The school is closed due to the ongoing pandemic. And I am interested in the application of the Bayes Theorem in COVID-19.
Here is what I thought. The total population in U.S. is approximately 327,200,000 $P(tested)$ is the percentage of people who are tested for COVID-19 in U.S. which is $\frac{103,945}{327,200,000} = 0.00031768$, $P(tested | infected)$ is known that the testee is infected, and later applied testing, this is almost 100% because the test method is guaranteed to accurately indicate whether it is positive or not. $P(infected | tested)$ is the percentage of people who have infected and was later discovered by testing, which is $\frac{14,250}{103,945} = 0.137091731$
And I am looking for $P(infected)$, the actual infected population.
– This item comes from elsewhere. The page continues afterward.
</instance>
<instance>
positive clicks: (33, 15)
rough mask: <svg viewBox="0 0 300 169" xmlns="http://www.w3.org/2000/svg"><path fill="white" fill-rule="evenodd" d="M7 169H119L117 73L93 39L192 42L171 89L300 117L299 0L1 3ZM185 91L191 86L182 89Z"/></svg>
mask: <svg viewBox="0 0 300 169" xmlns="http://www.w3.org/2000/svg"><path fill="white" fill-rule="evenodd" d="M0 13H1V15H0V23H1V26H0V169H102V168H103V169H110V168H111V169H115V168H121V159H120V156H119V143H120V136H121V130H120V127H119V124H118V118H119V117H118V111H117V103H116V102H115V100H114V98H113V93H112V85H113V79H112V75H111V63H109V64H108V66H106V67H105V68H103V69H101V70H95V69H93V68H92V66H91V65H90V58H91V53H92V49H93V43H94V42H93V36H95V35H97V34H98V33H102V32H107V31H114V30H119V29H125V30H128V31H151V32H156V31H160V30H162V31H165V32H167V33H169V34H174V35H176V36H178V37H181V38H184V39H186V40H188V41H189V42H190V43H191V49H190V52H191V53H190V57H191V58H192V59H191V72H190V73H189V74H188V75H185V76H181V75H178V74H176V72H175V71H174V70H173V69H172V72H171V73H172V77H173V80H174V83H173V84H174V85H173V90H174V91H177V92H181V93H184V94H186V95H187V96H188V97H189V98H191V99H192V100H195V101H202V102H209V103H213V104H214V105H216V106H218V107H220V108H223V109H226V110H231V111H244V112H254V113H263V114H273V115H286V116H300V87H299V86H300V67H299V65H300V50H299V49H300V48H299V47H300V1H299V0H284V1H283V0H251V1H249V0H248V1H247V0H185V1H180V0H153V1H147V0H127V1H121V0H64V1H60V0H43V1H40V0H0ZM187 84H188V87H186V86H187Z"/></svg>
Then I applied the Bayes’ theorem
$$ \because P(infected | test) = P(test | infected)*P(infected)/P(test) $$
$$ \therefore 0.137091731= 1*P(infected)/0.00031768$$
Then $P(infected) = 0.0000435513$
Then I know that the actual infected people, whether tested or not is 0.0000435513 times the population of the U.S., which is 14249.98536 that’s about 14 thousand people. This is very close to the number CDC release which is 15,219. (https://www.cdc.gov/coronavirus/2019-ncov/cases-updates/cases-in-us.html)
But, I still feel like there are something wrong in this conclusion. If so, what was wrong? And if it is not Bayes' formula that I want to use, what is the correct way to make the prediction.